If you’ve never experienced that denial, it might be difficult to relate to — but many women have, at one time or another, received letters addressing them as “Mr” or turned up at meetings only to discover they were expected to be men. It’s a minor irritation until it happens to you every day. Until people refuse to believe you are who you say you are; until it happens in situations where you’re already vulnerable, and you’re made to feel as if your failure to conform to expectations means you don’t really deserve the same help and respect as everyone else.

There is very little support available for non-binary people and trans men who are happily pregnant, trying to become pregnant or trying to cope with unplanned pregnancies. With everything geared around women, accessing services can be a struggle, and encountering prejudice is not uncommon. We may not even have the option of keeping our heads down and trying to “pass” as female for the duration. Sometimes our bodies are visibly different.

It’s easy for those opposed to trans inclusion to quote selectively from materials making language recommendations that are, or appear to be, extreme – but what they miss is that most trans people going through pregnancy are not asking for anything drastic. We simply want reassurance that the people who are supposed to be helping us recognise that we exist. When that’s achievable simply by using a neutral word like people, does it really hurt to do so? I was always advised that manners cost nothing.

Referring to “people” being pregnant does not mean that we can’t also talk about women’s experiences. It doesn’t require the negation of femaleness – it simply means accepting that women’s rights need not be won at the expense of other people’s. We are stronger when we stand together, whether pushing for better sex education or challenging sexual violence (to which trans men are particularly vulnerable).
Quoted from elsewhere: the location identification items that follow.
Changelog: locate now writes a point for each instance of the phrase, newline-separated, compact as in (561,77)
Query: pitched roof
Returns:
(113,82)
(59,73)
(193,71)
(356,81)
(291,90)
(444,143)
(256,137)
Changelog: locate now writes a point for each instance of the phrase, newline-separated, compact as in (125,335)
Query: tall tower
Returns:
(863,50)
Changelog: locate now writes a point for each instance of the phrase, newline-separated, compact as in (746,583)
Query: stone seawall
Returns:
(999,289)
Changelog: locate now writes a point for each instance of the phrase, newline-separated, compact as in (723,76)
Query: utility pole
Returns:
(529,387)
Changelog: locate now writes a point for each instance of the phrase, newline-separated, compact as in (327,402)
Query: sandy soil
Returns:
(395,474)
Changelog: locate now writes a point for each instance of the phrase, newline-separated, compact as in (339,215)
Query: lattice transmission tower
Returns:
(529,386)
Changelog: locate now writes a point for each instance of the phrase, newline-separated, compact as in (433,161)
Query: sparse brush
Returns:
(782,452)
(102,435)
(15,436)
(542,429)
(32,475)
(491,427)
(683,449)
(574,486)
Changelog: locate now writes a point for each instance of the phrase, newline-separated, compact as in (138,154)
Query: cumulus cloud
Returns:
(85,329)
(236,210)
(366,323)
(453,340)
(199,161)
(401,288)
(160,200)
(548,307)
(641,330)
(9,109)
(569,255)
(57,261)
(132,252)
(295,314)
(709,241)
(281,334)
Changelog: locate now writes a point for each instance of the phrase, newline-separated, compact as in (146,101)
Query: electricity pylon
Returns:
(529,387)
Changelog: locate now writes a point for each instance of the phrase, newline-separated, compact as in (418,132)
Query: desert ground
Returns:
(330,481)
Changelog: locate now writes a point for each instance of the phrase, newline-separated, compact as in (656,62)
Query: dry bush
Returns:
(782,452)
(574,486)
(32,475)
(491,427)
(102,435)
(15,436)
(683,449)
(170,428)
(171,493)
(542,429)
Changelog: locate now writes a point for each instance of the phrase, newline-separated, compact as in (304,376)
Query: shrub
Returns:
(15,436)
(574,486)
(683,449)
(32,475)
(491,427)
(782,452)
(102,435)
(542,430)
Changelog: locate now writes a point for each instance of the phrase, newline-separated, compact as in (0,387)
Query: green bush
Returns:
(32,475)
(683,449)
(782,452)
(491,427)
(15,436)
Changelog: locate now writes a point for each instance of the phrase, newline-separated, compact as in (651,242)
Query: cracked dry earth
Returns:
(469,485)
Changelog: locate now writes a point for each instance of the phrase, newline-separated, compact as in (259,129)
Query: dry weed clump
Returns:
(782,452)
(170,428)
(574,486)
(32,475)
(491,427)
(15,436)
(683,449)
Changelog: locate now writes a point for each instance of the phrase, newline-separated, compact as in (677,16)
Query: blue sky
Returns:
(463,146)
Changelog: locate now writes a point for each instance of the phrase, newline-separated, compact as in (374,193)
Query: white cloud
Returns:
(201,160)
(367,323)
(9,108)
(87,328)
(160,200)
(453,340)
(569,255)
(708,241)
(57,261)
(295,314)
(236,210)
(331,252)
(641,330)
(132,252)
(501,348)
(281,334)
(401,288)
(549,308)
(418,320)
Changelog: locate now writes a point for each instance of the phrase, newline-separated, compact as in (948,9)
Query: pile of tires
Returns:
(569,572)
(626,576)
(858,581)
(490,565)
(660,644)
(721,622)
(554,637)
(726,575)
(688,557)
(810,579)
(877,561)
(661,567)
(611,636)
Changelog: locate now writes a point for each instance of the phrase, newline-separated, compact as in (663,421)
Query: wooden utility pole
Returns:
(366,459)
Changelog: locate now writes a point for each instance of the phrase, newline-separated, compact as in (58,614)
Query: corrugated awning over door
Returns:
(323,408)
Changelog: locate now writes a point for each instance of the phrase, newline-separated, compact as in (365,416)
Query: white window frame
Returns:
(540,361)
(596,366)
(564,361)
When men criticise feminism and complain that it’s eroding their rights, this is usually countered with the argument that it’s better for everyone – that it’s about breaking down barriers and giving people more options. Feminism that is focused on a narrow approach to reproductive biology excludes many women who will never share the experience of pregnancy, and not necessarily through choice. When women set themselves against trans men and non-binary people, it produces a perfect divide and conquer scenario that shores up cis male privilege. There’s no need for any of that. We can respect one another, allow for difference and support the growth of a bigger feminist movement that is truly liberating.

Jennie Kermode is the chair of the charity Trans Media Watch.